'No evidence' Cuba working on bioweapons
Campaign News | Friday, 22 October 2004
Biotech experts say Bush regime claims are unfounded
WASHINGTON - Biotechnology experts who recently visited various facilities in Cuba said Thursday that while Cuba has sophisticated technology there is no evidence to support claims it is working on bioweapons.
"We can't give Cuba a clean bill of health, but we have no evidence to support these allegations," said Jonathan Tucker, a senior researcher at the Washington-based Center for Nonproliferation Studies, an independent group working to prevent the spread of weapons of mass destruction.
"They have the capability, but so do we," he told a conference focused on whether Cuba should be kept on the State Department's list of state sponsors of terrorism.
Cuba's capability to produce bioweapons has long been a source of speculation.
But serious concerns were raised in 2002 when top Bush administration officials warned that Havana possessed ``at least a limited, developmental, biological weapons research and development effort."
That assessment stemmed from a classified 1999 report compiled by the CIA and its analytical arm, the National Intelligence Council.

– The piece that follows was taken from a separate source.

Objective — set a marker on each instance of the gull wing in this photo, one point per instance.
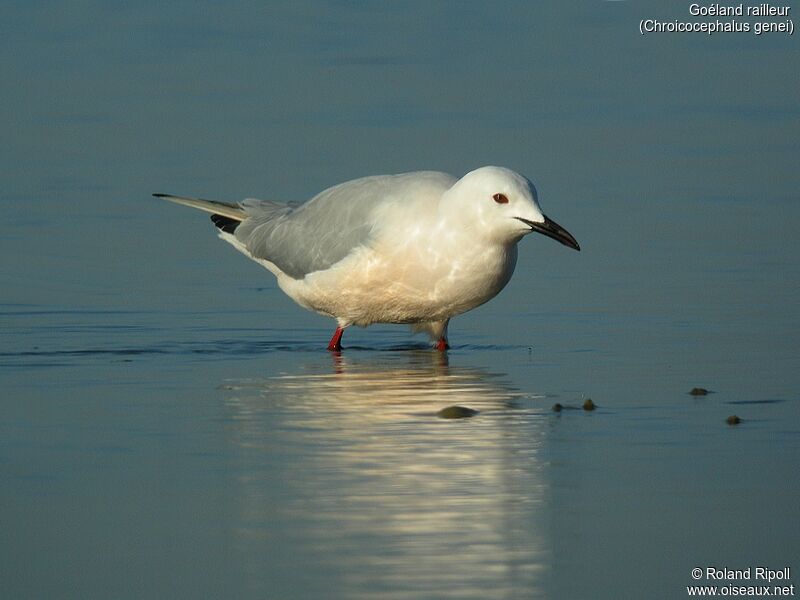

Cuba has denied the allegation.
And a recent U.S. intelligence revision of Cuba's capability reportedly states that the U.S. intelligence community has "lost some confidence" in the 1999 assessment.
The revision was part of a so-called world-wide "scrub" of intelligence on biological weapons capabilities in the wake of the failure to find any of the weapons of mass destruction that were supposed to be a key justification for the U.S. invasion of Iraq.
Tucker said the Oct. 3-7 visit to four facilities in Cuba showed the military installations were producing items such as cartilage capsules for vitamin supplements and vaccines to combat life-threatening diseases such as Hepatitis B.